US Steel today provided second quarter 2020 guidance and an update on its latest liquidity requirements for the remainder of the year. Second quarter 2020 adjusted EBITDA is expected to be a loss of approximately $315 million, which excludes approximately $100 million of estimated restructuring and other charges. The company expects second quarter 2020 adjusted diluted loss per share to be approximately $3.06.
“As expected, the second quarter is being significantly impacted by the effects of COVID-19 and the expected nonrecurring costs associated with a significant portion of our steelmaking operations being idled in the quarter. As we mentioned on our first quarter earnings call, we expect the second quarter to mark the trough for the year,” commented US Steel President and Chief Executive Officer David B. Burritt. “At the onset of the pandemic, we took swift and meaningful action in response to stay-at-home orders, original equipment manufacturer (OEM) closures and reduced customer demand. While the second quarter has been challenging, our optimism continues to grow as OEM restarts are progressing well and customer demand has started to return.”

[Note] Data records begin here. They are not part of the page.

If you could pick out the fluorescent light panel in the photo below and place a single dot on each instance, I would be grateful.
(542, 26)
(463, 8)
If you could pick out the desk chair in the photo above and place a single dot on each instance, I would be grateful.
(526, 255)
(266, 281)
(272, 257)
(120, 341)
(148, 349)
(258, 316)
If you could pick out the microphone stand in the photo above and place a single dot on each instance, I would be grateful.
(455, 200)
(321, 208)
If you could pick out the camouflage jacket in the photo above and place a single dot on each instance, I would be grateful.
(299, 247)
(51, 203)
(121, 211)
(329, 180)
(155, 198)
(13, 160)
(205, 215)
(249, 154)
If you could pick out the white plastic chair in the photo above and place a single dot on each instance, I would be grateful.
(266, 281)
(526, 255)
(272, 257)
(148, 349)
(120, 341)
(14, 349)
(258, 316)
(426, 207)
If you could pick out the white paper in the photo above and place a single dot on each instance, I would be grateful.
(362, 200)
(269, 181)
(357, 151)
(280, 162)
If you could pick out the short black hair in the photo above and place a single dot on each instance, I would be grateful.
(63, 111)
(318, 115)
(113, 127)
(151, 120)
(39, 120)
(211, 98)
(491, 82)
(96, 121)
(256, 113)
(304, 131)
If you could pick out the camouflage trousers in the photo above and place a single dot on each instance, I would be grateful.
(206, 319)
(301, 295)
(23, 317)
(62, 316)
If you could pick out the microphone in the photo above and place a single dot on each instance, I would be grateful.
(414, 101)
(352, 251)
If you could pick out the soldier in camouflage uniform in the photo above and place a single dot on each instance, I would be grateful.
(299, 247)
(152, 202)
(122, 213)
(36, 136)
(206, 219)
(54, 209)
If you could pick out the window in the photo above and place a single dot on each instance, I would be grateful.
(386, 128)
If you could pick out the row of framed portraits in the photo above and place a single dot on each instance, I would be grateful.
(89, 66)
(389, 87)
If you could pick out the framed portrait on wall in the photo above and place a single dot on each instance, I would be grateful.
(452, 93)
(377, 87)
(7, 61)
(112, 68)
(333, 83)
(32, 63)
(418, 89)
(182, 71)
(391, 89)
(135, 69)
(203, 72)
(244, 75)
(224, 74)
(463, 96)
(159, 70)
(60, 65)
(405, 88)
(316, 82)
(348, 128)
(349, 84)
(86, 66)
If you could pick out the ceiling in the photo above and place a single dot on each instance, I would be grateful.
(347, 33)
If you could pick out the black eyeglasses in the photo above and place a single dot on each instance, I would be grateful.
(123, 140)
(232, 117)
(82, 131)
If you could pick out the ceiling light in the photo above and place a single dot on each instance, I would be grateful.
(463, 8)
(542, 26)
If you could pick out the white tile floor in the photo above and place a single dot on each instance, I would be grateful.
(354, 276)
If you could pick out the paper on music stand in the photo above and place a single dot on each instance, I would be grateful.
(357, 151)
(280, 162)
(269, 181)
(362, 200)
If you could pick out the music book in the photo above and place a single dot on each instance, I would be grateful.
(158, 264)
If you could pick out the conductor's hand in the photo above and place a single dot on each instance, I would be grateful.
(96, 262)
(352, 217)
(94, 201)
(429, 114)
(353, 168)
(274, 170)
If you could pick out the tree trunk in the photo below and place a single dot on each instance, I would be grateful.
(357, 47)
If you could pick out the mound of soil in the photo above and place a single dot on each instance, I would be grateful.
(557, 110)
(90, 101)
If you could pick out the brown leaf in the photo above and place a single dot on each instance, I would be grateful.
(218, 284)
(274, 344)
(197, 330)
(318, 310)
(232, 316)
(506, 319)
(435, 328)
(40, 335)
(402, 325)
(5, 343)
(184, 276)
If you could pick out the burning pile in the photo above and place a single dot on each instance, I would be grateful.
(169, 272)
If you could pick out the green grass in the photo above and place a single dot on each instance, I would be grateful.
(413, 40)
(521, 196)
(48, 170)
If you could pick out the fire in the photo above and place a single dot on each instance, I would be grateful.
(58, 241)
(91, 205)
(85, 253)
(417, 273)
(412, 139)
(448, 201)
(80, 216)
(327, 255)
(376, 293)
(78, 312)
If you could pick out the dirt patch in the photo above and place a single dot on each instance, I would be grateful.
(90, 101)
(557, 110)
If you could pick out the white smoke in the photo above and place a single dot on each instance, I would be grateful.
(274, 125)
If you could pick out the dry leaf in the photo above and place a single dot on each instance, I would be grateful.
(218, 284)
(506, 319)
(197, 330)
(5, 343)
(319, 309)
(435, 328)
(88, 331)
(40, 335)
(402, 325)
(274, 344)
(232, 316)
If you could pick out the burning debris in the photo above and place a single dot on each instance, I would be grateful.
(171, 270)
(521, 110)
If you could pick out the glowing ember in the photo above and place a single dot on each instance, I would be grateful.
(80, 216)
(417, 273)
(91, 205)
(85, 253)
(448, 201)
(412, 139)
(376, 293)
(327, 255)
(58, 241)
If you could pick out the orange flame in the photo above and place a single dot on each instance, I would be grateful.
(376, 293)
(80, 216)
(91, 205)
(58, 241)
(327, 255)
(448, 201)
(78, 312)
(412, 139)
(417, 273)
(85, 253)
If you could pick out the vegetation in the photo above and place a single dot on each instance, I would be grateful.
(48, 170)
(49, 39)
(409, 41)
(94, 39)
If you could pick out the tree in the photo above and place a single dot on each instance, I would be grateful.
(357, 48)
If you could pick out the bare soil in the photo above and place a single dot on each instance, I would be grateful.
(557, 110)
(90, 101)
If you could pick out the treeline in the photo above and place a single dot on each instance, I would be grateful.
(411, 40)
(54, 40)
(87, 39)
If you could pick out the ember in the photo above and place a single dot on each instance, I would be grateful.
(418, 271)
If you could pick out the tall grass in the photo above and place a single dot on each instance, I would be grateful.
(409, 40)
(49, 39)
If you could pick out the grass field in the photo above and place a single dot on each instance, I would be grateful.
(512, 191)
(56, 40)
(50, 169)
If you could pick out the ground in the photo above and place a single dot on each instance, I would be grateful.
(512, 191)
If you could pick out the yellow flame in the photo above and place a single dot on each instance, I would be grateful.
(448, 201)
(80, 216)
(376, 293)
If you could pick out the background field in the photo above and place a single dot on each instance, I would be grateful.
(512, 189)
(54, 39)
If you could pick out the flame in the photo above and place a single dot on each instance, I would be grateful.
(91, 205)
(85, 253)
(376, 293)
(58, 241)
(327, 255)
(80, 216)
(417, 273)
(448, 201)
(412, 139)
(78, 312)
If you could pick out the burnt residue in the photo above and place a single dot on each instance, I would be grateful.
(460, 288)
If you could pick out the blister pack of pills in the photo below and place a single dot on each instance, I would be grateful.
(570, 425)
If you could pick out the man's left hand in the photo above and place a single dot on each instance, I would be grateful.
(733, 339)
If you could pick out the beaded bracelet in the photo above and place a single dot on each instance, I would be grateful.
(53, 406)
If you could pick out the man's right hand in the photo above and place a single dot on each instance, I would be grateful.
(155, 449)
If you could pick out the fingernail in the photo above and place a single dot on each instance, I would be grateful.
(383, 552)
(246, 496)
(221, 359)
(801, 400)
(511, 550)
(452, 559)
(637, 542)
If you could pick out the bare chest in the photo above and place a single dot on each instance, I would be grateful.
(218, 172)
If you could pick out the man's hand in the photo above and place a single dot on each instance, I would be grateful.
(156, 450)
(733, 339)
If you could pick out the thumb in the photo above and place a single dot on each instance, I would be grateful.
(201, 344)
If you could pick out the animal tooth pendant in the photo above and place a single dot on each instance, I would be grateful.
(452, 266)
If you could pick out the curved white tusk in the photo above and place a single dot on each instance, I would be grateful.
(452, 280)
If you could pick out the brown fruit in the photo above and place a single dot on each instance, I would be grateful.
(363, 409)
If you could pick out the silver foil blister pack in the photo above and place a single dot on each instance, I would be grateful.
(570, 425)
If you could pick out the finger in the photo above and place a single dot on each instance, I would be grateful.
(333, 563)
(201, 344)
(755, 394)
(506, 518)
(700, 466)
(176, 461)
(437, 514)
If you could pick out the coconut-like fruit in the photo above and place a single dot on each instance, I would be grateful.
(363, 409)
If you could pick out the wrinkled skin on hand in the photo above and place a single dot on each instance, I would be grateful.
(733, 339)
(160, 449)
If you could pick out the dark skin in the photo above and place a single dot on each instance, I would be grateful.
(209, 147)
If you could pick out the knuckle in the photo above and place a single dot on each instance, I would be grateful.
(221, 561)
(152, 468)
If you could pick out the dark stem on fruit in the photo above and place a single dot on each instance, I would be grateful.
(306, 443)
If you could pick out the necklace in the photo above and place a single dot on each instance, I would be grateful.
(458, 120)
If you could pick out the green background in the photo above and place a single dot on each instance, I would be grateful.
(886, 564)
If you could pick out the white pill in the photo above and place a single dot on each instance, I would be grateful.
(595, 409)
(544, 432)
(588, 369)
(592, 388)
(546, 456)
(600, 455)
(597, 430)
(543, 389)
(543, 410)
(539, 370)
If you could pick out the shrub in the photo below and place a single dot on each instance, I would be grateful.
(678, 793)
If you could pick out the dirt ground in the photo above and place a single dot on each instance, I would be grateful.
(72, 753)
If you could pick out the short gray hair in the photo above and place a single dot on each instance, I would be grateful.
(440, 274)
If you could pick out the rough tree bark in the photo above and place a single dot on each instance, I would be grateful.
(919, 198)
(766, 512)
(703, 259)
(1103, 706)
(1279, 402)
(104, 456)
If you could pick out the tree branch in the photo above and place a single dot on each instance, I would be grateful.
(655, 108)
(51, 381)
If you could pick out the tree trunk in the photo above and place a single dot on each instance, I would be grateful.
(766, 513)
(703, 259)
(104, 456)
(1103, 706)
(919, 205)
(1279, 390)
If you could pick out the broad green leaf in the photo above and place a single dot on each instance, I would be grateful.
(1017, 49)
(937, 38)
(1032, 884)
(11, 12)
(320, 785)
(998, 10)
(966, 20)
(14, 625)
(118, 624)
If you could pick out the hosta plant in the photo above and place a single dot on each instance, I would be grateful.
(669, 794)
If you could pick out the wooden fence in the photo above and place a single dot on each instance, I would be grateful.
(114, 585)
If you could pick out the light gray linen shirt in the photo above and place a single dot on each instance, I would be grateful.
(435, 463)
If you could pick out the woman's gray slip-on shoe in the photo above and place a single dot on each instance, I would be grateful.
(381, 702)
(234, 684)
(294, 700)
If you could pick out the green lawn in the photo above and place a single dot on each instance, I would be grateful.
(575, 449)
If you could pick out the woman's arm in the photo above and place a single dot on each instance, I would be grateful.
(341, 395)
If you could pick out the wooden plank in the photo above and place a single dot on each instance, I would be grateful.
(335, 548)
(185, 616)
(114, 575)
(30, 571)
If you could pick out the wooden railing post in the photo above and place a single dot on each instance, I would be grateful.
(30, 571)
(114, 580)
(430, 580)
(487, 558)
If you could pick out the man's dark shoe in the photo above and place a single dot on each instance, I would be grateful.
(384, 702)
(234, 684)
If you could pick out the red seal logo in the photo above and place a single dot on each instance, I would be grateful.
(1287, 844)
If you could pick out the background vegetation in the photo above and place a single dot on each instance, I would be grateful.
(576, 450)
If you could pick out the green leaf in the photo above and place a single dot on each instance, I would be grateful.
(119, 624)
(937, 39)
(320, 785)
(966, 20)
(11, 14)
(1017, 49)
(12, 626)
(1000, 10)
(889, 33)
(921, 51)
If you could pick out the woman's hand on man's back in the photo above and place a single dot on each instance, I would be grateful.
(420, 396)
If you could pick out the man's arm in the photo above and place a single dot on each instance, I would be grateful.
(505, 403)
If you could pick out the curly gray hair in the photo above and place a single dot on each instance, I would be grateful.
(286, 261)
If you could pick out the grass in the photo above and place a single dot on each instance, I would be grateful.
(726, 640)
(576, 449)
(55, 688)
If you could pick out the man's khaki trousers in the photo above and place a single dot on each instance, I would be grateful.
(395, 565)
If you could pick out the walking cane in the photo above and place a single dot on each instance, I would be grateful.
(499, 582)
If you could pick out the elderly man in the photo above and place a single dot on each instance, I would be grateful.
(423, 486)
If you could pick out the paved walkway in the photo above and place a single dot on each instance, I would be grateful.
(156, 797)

In a press release, the company said its flat-rolled segment results are expected to be significantly lower than the first quarter as the impacts from COVID-19 negatively impacted customer activity, particularly in the automotive and energy end-markets. US Steel said second quarter customer activity is expected to mark the trough for the year as demand is beginning to improve in June.
In the tubular division, the company said market conditions remain challenged. Rig counts continue to decline, and oil prices remain at historically low levels. As a result, demand for welded and seamless pipe has significantly declined. The company said it is “focused on what it can control” and has indefinitely idled the Lone Star and Lorain facilities and consolidated tubular production to the Fairfield seamless mill. The company said it is continuing to identify ways to cut costs within the segment, including the cost reduction expected by in-sourcing rounds production to a new electric arc furnace, which is scheduled to begin production in the second half of 2020.